Tighter control of tax credits

February 21, 2013

State Rep. David Dank, R-Oklahoma City, chairman of the Special House Committee on Tax Credits and Incentives, proposed a two-year effort to establish stringent criteria that would govern all existing and future tax credits, with a firm sunset date of July 1, 2014, beyond which all tax credits would be changed, reauthorized or eliminated.

“It is very clear that any effort to reduce state income taxes for all Oklahomans has run aground on the tax credit issue,” Dank said. “We cannot give real tax relief to all while we continue to pass out hundreds of millions of dollars in questionable tax credits to a favored few. My plan would take a deliberate look at every tax credit and put in place a permanent set of rules that would assure that any tax credit, now or in the future, would have to return real dollars to the state.”

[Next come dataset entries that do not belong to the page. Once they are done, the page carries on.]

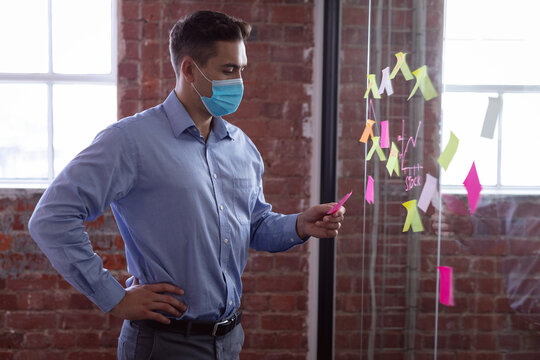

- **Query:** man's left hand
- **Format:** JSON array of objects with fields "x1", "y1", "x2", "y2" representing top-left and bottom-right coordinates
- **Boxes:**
[{"x1": 296, "y1": 204, "x2": 346, "y2": 239}]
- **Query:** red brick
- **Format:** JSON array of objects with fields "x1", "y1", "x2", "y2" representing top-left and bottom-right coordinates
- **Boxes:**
[
  {"x1": 256, "y1": 275, "x2": 304, "y2": 292},
  {"x1": 6, "y1": 312, "x2": 56, "y2": 330},
  {"x1": 0, "y1": 331, "x2": 24, "y2": 348},
  {"x1": 243, "y1": 294, "x2": 269, "y2": 312},
  {"x1": 272, "y1": 5, "x2": 313, "y2": 24},
  {"x1": 269, "y1": 295, "x2": 296, "y2": 312},
  {"x1": 121, "y1": 2, "x2": 139, "y2": 21},
  {"x1": 23, "y1": 332, "x2": 49, "y2": 349},
  {"x1": 260, "y1": 314, "x2": 304, "y2": 331},
  {"x1": 270, "y1": 45, "x2": 307, "y2": 63},
  {"x1": 58, "y1": 312, "x2": 107, "y2": 330},
  {"x1": 52, "y1": 331, "x2": 76, "y2": 349},
  {"x1": 0, "y1": 234, "x2": 11, "y2": 251},
  {"x1": 7, "y1": 274, "x2": 57, "y2": 291}
]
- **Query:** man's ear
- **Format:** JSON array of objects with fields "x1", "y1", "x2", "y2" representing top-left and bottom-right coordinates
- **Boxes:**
[{"x1": 180, "y1": 57, "x2": 196, "y2": 83}]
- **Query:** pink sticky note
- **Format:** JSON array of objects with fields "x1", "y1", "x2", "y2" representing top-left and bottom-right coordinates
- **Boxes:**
[
  {"x1": 438, "y1": 266, "x2": 455, "y2": 306},
  {"x1": 365, "y1": 176, "x2": 374, "y2": 204},
  {"x1": 380, "y1": 120, "x2": 390, "y2": 148},
  {"x1": 463, "y1": 162, "x2": 482, "y2": 214},
  {"x1": 441, "y1": 194, "x2": 469, "y2": 216},
  {"x1": 328, "y1": 191, "x2": 352, "y2": 214},
  {"x1": 418, "y1": 173, "x2": 437, "y2": 212}
]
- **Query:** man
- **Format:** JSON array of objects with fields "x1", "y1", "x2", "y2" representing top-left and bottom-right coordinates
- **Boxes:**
[{"x1": 28, "y1": 10, "x2": 346, "y2": 360}]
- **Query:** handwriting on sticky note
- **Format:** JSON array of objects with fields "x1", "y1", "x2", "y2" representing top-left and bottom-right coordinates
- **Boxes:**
[
  {"x1": 328, "y1": 191, "x2": 352, "y2": 214},
  {"x1": 438, "y1": 266, "x2": 455, "y2": 306}
]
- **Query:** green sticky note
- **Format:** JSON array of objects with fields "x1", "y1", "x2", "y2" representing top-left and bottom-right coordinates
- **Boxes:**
[
  {"x1": 366, "y1": 136, "x2": 386, "y2": 161},
  {"x1": 363, "y1": 74, "x2": 381, "y2": 99},
  {"x1": 402, "y1": 199, "x2": 424, "y2": 232},
  {"x1": 390, "y1": 52, "x2": 414, "y2": 81},
  {"x1": 407, "y1": 65, "x2": 438, "y2": 101},
  {"x1": 386, "y1": 142, "x2": 400, "y2": 177},
  {"x1": 437, "y1": 131, "x2": 459, "y2": 171}
]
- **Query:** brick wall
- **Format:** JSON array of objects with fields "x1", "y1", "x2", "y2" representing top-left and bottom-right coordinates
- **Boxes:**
[{"x1": 0, "y1": 0, "x2": 315, "y2": 359}]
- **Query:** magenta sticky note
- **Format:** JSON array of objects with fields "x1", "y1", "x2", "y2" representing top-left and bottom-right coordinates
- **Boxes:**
[
  {"x1": 380, "y1": 120, "x2": 390, "y2": 148},
  {"x1": 438, "y1": 266, "x2": 455, "y2": 306},
  {"x1": 328, "y1": 191, "x2": 352, "y2": 214},
  {"x1": 366, "y1": 176, "x2": 374, "y2": 204},
  {"x1": 463, "y1": 162, "x2": 482, "y2": 214}
]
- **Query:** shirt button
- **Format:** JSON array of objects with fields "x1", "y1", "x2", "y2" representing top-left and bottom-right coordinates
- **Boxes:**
[
  {"x1": 224, "y1": 238, "x2": 229, "y2": 244},
  {"x1": 229, "y1": 301, "x2": 233, "y2": 306},
  {"x1": 213, "y1": 173, "x2": 217, "y2": 179},
  {"x1": 290, "y1": 238, "x2": 295, "y2": 243},
  {"x1": 220, "y1": 205, "x2": 224, "y2": 211}
]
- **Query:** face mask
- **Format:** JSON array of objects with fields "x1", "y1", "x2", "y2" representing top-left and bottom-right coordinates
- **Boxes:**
[{"x1": 191, "y1": 62, "x2": 244, "y2": 117}]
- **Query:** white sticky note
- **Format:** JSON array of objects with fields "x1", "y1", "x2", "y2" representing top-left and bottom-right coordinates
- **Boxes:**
[
  {"x1": 480, "y1": 97, "x2": 501, "y2": 139},
  {"x1": 378, "y1": 66, "x2": 394, "y2": 96}
]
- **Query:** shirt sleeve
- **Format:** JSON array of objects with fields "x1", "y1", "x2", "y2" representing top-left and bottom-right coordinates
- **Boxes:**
[
  {"x1": 248, "y1": 166, "x2": 307, "y2": 252},
  {"x1": 28, "y1": 124, "x2": 138, "y2": 313}
]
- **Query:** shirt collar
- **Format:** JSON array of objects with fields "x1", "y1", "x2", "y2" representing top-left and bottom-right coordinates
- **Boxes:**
[{"x1": 163, "y1": 91, "x2": 235, "y2": 141}]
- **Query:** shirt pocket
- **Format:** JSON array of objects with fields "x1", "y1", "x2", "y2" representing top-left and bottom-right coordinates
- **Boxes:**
[{"x1": 233, "y1": 178, "x2": 258, "y2": 225}]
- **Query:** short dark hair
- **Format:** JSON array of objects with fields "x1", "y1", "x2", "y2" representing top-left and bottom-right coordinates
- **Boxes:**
[{"x1": 169, "y1": 10, "x2": 251, "y2": 77}]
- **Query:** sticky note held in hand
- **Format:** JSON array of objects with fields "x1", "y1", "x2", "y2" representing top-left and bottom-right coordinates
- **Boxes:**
[{"x1": 327, "y1": 192, "x2": 352, "y2": 214}]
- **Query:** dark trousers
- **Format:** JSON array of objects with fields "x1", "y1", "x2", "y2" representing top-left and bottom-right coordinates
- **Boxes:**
[{"x1": 117, "y1": 319, "x2": 244, "y2": 360}]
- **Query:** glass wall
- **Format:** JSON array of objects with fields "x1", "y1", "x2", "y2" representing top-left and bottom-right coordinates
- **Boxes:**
[{"x1": 335, "y1": 0, "x2": 540, "y2": 358}]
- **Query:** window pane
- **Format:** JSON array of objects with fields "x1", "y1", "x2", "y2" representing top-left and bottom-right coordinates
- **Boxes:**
[
  {"x1": 445, "y1": 0, "x2": 539, "y2": 40},
  {"x1": 53, "y1": 84, "x2": 117, "y2": 176},
  {"x1": 52, "y1": 0, "x2": 112, "y2": 74},
  {"x1": 443, "y1": 40, "x2": 540, "y2": 86},
  {"x1": 0, "y1": 1, "x2": 48, "y2": 73},
  {"x1": 441, "y1": 92, "x2": 498, "y2": 186},
  {"x1": 0, "y1": 84, "x2": 48, "y2": 178},
  {"x1": 500, "y1": 93, "x2": 540, "y2": 186},
  {"x1": 444, "y1": 0, "x2": 540, "y2": 85}
]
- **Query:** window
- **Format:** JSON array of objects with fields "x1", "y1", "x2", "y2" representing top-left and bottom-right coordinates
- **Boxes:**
[
  {"x1": 441, "y1": 0, "x2": 540, "y2": 192},
  {"x1": 0, "y1": 0, "x2": 117, "y2": 187}
]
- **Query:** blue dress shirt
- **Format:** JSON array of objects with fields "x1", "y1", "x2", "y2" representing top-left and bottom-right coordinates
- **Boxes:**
[{"x1": 29, "y1": 91, "x2": 306, "y2": 321}]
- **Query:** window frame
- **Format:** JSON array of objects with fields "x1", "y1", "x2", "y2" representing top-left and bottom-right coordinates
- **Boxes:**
[{"x1": 0, "y1": 0, "x2": 118, "y2": 189}]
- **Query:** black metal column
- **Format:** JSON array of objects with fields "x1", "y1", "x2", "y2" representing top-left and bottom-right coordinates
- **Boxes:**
[{"x1": 317, "y1": 0, "x2": 340, "y2": 359}]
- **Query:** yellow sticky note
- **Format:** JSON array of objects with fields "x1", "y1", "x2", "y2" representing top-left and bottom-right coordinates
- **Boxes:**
[
  {"x1": 366, "y1": 136, "x2": 386, "y2": 161},
  {"x1": 363, "y1": 74, "x2": 381, "y2": 99},
  {"x1": 390, "y1": 52, "x2": 414, "y2": 81},
  {"x1": 359, "y1": 119, "x2": 376, "y2": 143},
  {"x1": 407, "y1": 65, "x2": 438, "y2": 101},
  {"x1": 386, "y1": 142, "x2": 400, "y2": 177},
  {"x1": 437, "y1": 131, "x2": 459, "y2": 171},
  {"x1": 402, "y1": 199, "x2": 424, "y2": 232}
]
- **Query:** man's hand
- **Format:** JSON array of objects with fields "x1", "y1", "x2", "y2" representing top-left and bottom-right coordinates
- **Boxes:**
[
  {"x1": 296, "y1": 204, "x2": 346, "y2": 239},
  {"x1": 110, "y1": 279, "x2": 187, "y2": 325},
  {"x1": 431, "y1": 212, "x2": 473, "y2": 237}
]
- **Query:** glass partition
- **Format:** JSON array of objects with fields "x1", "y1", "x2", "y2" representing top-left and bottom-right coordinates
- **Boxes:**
[{"x1": 335, "y1": 0, "x2": 540, "y2": 358}]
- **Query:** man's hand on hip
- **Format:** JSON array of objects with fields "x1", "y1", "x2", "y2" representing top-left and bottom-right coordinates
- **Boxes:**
[{"x1": 110, "y1": 279, "x2": 187, "y2": 324}]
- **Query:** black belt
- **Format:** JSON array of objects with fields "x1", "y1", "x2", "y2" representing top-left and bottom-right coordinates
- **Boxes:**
[{"x1": 132, "y1": 311, "x2": 242, "y2": 337}]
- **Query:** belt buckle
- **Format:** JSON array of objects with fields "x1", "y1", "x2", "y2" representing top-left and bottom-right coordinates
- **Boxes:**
[{"x1": 212, "y1": 318, "x2": 231, "y2": 336}]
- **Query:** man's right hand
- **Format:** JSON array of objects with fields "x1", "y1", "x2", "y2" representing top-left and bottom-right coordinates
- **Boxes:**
[{"x1": 110, "y1": 280, "x2": 187, "y2": 324}]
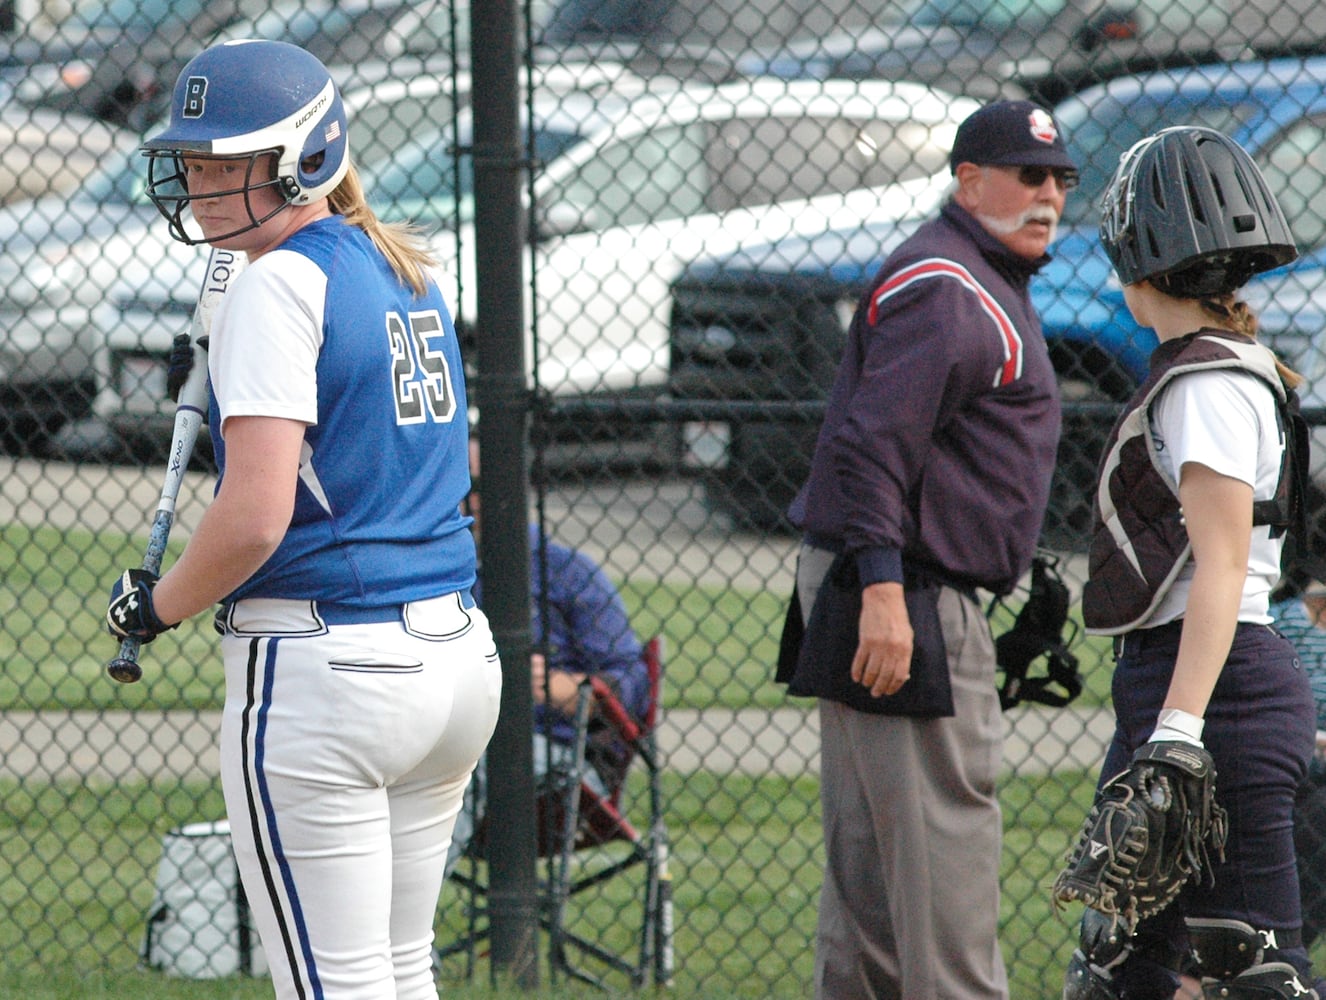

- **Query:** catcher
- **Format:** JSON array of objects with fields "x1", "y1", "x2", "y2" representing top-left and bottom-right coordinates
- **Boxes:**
[{"x1": 1052, "y1": 127, "x2": 1323, "y2": 998}]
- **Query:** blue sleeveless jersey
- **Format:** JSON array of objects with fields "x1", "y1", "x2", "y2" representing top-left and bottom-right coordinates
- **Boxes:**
[{"x1": 209, "y1": 216, "x2": 475, "y2": 606}]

Dank said the advantage of his two year approach would be to allow legislators elected last November 6 to have two full sessions to deal with the issue.

“Now it is time to perform, Dank said. “This Legislature has two sessions, beginning in February, to do the job we were elected to do.”

Dank said his first bill would put in place a set of criteria that would govern all existing or future tax credits. Those criteria would include stringent auditing, rigorous cost-benefit analysis, cost and time caps and a requirement that any tax credit would create or sustain quality’ permanent jobs. Dank said a primary goal will be ending the use of transferable tax credits that can be bought and sold.

“Our task force last year, and the special committee created this year, both debated those criteria at length and it was a consensus that we could no longer afford to offer tax credits that fail those tests,” he said. “It is time to write them into law.”

A second bill would sunset all existing tax credits as of July 1, 2014. Dank said that would give lawmakers two full sessions to examine each tax credit, change it to meet the new criteria, or allow it to expire on the sunset date.

He said his committee would lead that effort, but he hopes all legislators will resists efforts by lobbying interests to block reform.

“Last session we saw an unprecedented lobbying campaign to stop any tax credit reform,” Dank said. “As a result we came down to the last days of the session with income tax relief for all Oklahomans stymied by the drain on the state budget that excessive tax credits impose. The simple truth is that if we are going to cut and perhaps eventually eliminate our state income tax to make Oklahoma more attractive to business and jobs, we must clean out the tax credit stables first.”

Dank said the issue of state income tax relief is even more important now, since many Oklahoma taxpayers are likely to face higher federal income tax bills in 2013 as a result of the fiscal crisis in Washington.

“Oklahoma is fast becoming an island of sensible tax and fiscal policy in a sea of federal and state tax increases in places like California,” he said. “We can sustain and accelerate our economic growth if we keep it that way, but that just will not happen until we handle the tax credit mess. The next two years will tell the story.”